Read said. “You did absolutely nothing wrong.”

  “They are looking to cover their backs internally by implying I was up to something, I reckon,” Hayes told Read. “I am nervous because I am in the dark.” Ainsworth also grew anxious.

  Read told them to chill. “You are both worriers, which is not the best combination in times like this,” he said.

  Once again, Read’s counsel turned out to be savvy. Having rung loud alarm bells, in a late-August phone call the Canadian bank’s head of compliance in London adopted a softer tone with his UBS counterpart. “I also had the clear impression that RBC . . . was, if not backtracking, at least playing down the severity of the seriousness of the issues,” a UBS employee wrote in a file note about the matter. The RBC man “confirmed that they would probably not have fired TH. One surmises that if UBS were to take significant action this may place RBC . . . in an uncomfortable position.” In other words, if UBS were to fire Hayes, RBC could end up with egg on its face.
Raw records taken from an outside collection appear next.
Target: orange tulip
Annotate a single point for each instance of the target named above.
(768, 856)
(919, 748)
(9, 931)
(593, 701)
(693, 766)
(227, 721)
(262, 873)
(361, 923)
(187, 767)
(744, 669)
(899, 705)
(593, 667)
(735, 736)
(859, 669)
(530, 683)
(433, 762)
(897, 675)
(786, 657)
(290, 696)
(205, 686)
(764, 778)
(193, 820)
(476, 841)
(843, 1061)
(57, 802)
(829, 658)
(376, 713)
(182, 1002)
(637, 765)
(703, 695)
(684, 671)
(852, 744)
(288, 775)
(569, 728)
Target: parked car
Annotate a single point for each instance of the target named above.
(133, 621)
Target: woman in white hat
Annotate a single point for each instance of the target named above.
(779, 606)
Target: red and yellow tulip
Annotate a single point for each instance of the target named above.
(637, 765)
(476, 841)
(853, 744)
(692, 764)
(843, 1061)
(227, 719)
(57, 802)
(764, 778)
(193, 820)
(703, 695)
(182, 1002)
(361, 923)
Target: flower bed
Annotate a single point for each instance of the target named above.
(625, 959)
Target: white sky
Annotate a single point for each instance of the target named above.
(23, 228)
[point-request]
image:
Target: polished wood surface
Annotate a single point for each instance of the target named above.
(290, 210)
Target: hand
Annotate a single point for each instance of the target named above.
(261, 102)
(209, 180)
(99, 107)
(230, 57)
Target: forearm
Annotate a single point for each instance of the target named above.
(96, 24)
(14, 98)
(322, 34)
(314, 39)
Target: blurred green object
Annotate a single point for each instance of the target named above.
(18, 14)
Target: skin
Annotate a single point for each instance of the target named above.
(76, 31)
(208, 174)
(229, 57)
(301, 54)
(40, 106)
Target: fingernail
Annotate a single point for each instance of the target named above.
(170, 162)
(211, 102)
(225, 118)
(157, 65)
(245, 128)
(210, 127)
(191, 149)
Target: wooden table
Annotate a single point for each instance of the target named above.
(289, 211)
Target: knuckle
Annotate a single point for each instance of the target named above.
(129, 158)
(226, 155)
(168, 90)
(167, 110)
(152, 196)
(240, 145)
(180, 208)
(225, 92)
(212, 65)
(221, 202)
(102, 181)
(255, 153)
While Hayes hired a lawyer to represent him before the FSA, that turned out to be unnecessary: The regulator, living up to its light-touch reputation, took no action, opting to let the matter be handled internally by the banks.

  In a follow-up phone call a few weeks later with UBS, the RBC compliance executive concluded that Hayes “had not been openly underhand, but was in some respects perhaps young and naïve. RBC would have given him ‘a good bollocking’ and subjected him to enhanced supervision with the aim of making a better human being of him.” The RBC executive added that “they had no proof that this was down to deliberate dishonesty. It may have been that it was simply a poorly constructed model or even the result of inadvertent error.” RBC recommended that UBS subject Hayes to three to six months of enhanced oversight.